А теперь представьте себе: в том жутком реальном мире – сотни людей (зал был всегда полон, билеты покупали заранее) в освещенном нарядном зале. Пусть мы в пальто, зато на сцене артисты, хоть синие (или синеватые), но нарядные, и музыка, музыка. Одна из тех двух, которые особенно нужны были тогда людям: для того чтобы выстоять – Ленинградская симфония Шостаковича, «Священная война» (это – позже); для того чтобы выжить – бездумный фейерверк мелодий о вечно новой любви… И через несколько минут после начала мы уже верили в важность того, что происходило на сцене, на целых два-три часа уходили из мира смерти. Я знаю, что хождение по утрам, в темноте – далеко, холодно – было возможным в связи с программой, заложенной моей матерью («…в институт»); но и с помощью этих волшебных вечерних передышек. Человеку свойственно искать радость, это – неназванный биологический инстинкт выживания. И те, кто подчинялся ему, находили в темные морозные вечера дорогу к этому ежедневному подвигу голодных, синюшных, но всегда блестящих артистов Театра музыкальной комедии.

* * *

Надо сделать так, чтобы трудности, если их не избежать, закаляли. Директор детского дома Аркадий Исаевич Кельнер (А.И.), погибший в первые дни войны, знал секрет формирования стойкости, закаливания. Красивый, умный человек, с красивой женой, он любил нас, а мы любили его и боялись. Но не так, как боятся холодного исполнителя. Любили за любовь, за умную любовь к обездоленным детям, и боялись требовательности, продиктованной любовью. Уже после его смерти многие из нас подтвердили своей жизнью, что через трудности можно пройти, не только что-то неизбежно теряя, но что-то и приобретая.

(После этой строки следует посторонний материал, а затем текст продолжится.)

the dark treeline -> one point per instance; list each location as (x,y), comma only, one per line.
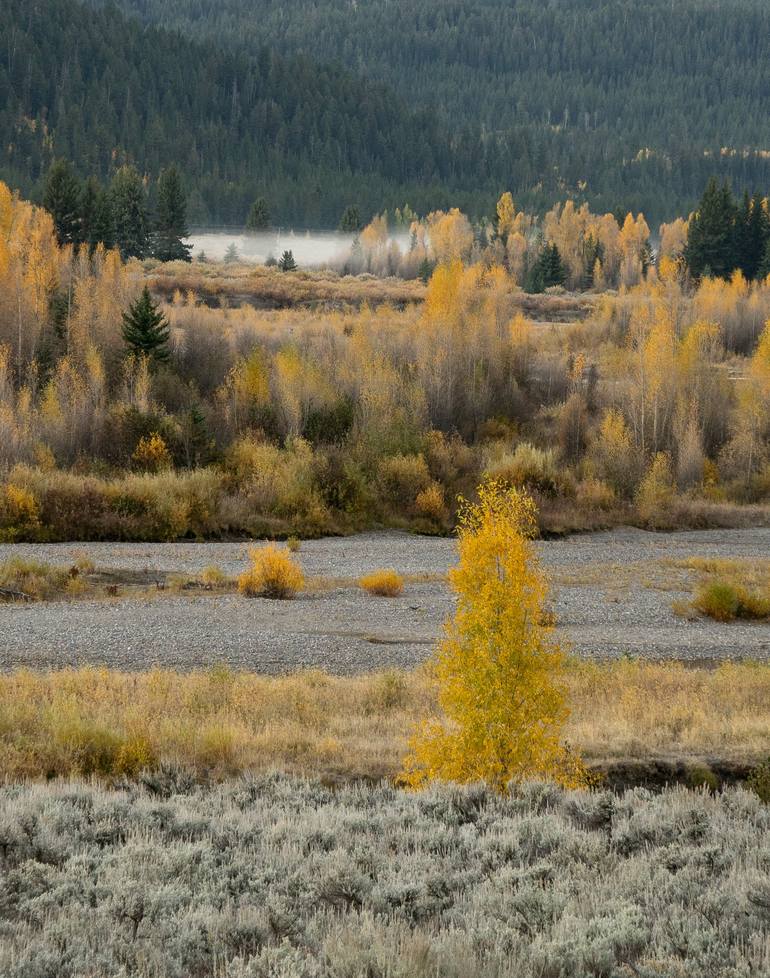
(611,101)
(726,234)
(121,215)
(94,88)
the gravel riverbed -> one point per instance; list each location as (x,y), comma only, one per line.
(612,596)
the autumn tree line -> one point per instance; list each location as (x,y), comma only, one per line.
(572,247)
(122,416)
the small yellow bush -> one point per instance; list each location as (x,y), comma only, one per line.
(273,574)
(152,454)
(21,506)
(593,494)
(384,583)
(430,503)
(656,493)
(403,477)
(724,601)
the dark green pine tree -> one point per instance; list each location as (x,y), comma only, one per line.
(259,216)
(350,222)
(711,239)
(102,230)
(89,203)
(145,329)
(171,219)
(547,271)
(61,199)
(129,212)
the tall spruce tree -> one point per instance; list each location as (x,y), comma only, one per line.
(145,329)
(259,216)
(62,199)
(350,222)
(547,271)
(712,236)
(129,213)
(171,218)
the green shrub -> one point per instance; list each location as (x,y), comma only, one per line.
(526,466)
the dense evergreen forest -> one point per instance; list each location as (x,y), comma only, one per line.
(315,107)
(612,101)
(94,88)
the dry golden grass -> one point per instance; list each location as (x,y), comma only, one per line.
(219,722)
(238,284)
(727,589)
(383,583)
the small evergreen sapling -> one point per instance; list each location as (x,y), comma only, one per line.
(145,329)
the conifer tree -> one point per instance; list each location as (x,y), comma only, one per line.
(171,219)
(145,329)
(764,267)
(129,211)
(62,198)
(548,270)
(350,222)
(102,230)
(259,216)
(711,237)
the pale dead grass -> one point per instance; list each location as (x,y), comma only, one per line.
(70,721)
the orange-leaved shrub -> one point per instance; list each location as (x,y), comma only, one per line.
(384,583)
(273,574)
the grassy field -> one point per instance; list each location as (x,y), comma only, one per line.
(221,723)
(275,877)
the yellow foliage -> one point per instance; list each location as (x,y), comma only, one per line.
(384,583)
(498,673)
(273,574)
(656,492)
(151,454)
(430,503)
(21,506)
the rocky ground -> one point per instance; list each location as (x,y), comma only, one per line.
(612,596)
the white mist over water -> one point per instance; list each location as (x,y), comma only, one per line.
(308,247)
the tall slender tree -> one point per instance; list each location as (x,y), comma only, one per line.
(129,211)
(259,216)
(62,200)
(171,218)
(145,329)
(711,238)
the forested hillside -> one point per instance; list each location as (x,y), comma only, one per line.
(94,88)
(620,102)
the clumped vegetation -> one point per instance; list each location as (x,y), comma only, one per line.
(726,602)
(30,580)
(220,722)
(384,583)
(729,589)
(277,877)
(273,574)
(650,405)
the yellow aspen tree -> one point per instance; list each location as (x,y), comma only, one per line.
(498,673)
(450,234)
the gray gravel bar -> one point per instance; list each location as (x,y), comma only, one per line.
(612,597)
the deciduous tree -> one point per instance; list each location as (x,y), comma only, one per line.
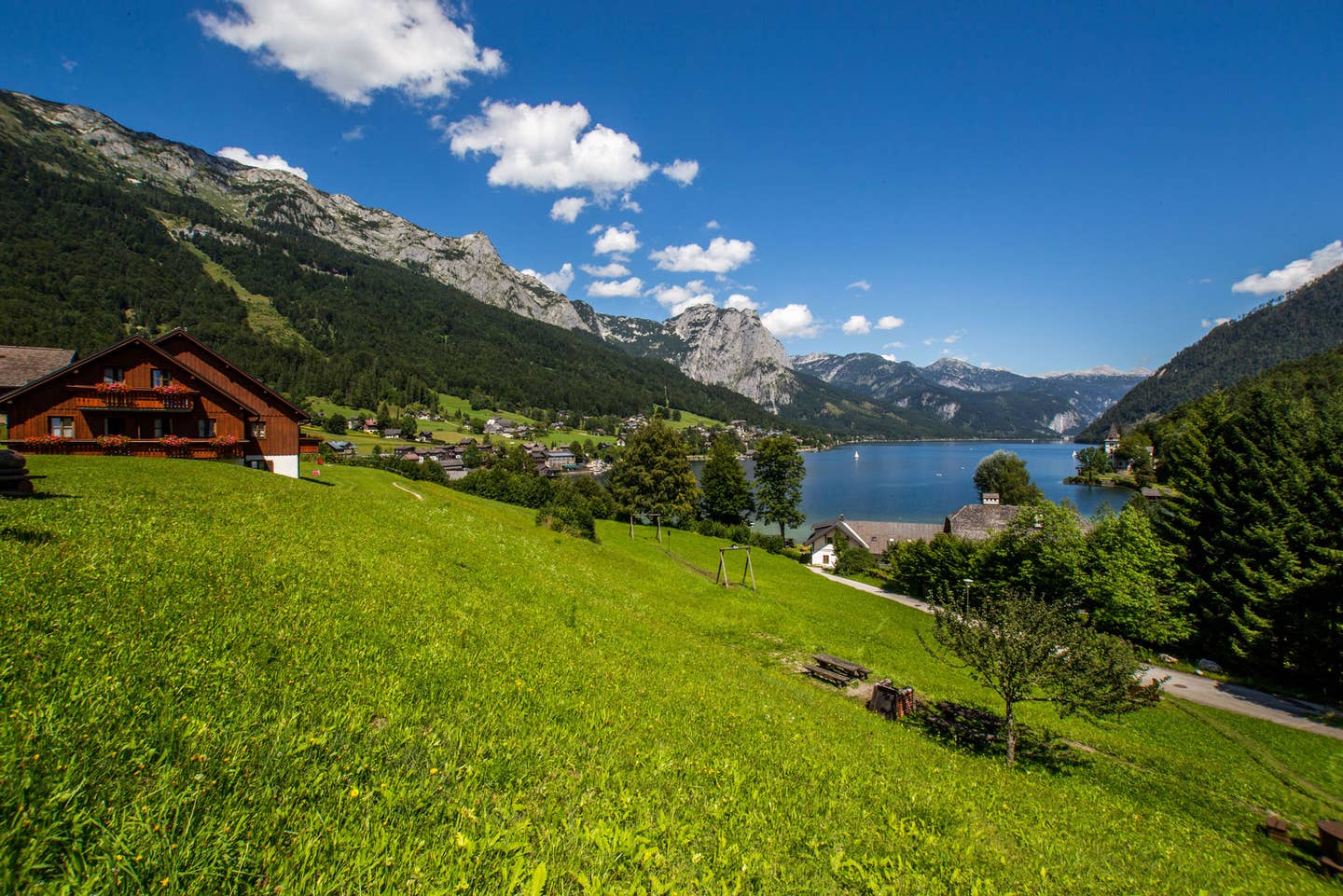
(778,481)
(1004,473)
(653,475)
(1026,649)
(727,494)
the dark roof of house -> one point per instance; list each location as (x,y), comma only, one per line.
(180,372)
(271,395)
(979,521)
(21,365)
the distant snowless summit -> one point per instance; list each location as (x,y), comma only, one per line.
(978,398)
(1104,369)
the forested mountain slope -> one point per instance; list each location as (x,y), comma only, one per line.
(90,255)
(1303,323)
(973,399)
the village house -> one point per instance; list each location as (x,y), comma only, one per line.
(980,521)
(873,536)
(171,396)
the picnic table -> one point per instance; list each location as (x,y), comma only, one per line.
(842,667)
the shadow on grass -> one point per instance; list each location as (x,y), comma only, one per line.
(24,536)
(982,732)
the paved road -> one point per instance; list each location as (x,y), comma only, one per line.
(1209,692)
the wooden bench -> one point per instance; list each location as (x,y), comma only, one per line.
(1331,847)
(842,667)
(829,676)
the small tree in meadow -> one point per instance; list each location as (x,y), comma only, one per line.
(1026,649)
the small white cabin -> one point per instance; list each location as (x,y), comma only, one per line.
(824,558)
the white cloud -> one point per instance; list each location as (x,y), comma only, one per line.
(567,209)
(1296,274)
(616,240)
(559,281)
(606,271)
(631,288)
(549,148)
(720,256)
(353,48)
(677,298)
(856,325)
(683,172)
(261,160)
(791,322)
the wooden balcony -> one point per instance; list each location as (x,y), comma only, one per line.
(139,399)
(194,448)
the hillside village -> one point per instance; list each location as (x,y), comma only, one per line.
(803,517)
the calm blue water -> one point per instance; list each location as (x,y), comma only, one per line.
(925,481)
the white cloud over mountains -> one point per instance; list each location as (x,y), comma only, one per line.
(791,322)
(631,288)
(606,271)
(856,325)
(559,281)
(353,48)
(261,160)
(719,258)
(683,171)
(677,298)
(568,209)
(548,148)
(1295,274)
(616,240)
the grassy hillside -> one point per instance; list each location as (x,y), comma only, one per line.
(216,680)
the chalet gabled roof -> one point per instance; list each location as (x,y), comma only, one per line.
(979,521)
(275,398)
(21,365)
(180,371)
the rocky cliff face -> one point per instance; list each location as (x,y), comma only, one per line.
(719,346)
(713,346)
(976,398)
(275,198)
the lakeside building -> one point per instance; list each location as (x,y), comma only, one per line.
(171,396)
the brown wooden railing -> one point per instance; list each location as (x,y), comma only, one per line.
(136,399)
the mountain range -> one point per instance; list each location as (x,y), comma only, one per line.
(252,228)
(978,399)
(1299,324)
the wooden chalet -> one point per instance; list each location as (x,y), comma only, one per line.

Человечество любит (чаще всего вне своей сферы) готовые рецепты. На общие положения как-то не хватает времени. Всякому знакомо: «Ну ладно, понимаю, принимаю, но ты скажи – как? Как печется пирог? Как строится дом? Как воспитывается стойкость?» Попробую, перескочив через общие позиции, понять и рассказать, как воспитывалась стойкость нашим А.И.

Из основных его принципов, пожалуй, надо рассказать о трех, хотя три – это условно, на самом-то деле все было «триедино». Балансирование эмоций – по возможности добавление радости к сложной жизни детского дома. Воспитание гордости и воспитание стойкости, что тоже очень важно для воспитанников детских домов.